An interesting recent video on Tesla’s autopilot, what’s really good and what’s really bad (or far from ready for prime time). Frankly, I thought Tesla AP was more evolved...

https://youtu.be/cO_1vn1ZKRM

What the video above says does not contradict videos from other Tesla owners that I saw earlier (and linked to).

Basically, Tesla AP works well most of the time. But you do not know or can tell in advance when it becomes erratic. Hence, the driver has to stay alert all the time. Yet, many owners have said that monitoring the AP is still a lot less work than actually driving, and they can drive on the interstate for a long day and do not feel worn out as with a normal car.

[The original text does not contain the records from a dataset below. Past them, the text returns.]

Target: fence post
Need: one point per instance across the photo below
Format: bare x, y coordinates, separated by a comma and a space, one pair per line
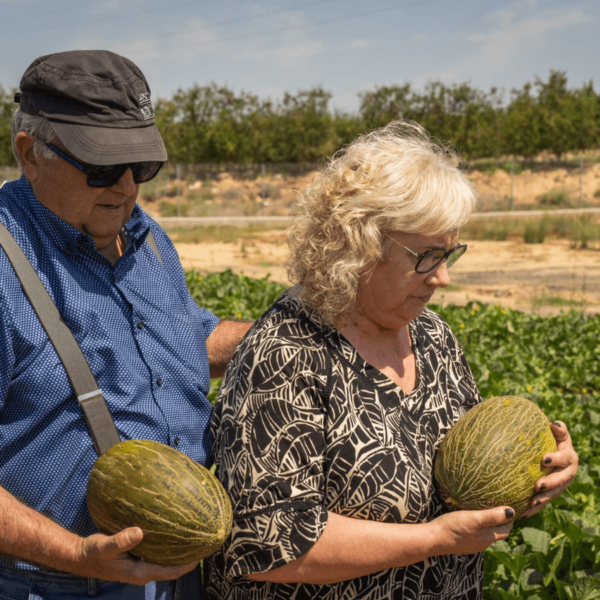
580, 181
263, 191
512, 183
177, 177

The above can be true, that is a semi-autonomous car can still be helpful. That in itself has been debated endlessly, and I don't think about that much anymore. Tesla owners have said it helps them, so why dispute that?

But I myself look towards the ultimate goal, that of a car without a steering wheel and brake pedal that Waymo has been working towards. I am more curious about how close Waymo is to that, and what problems they are still working on. The more I understand a technical problem, the more I appreciate the hard work, and admire the guys who solve it. As in any field, an outstanding achievement by a worker is appreciated more by his peers than by the public.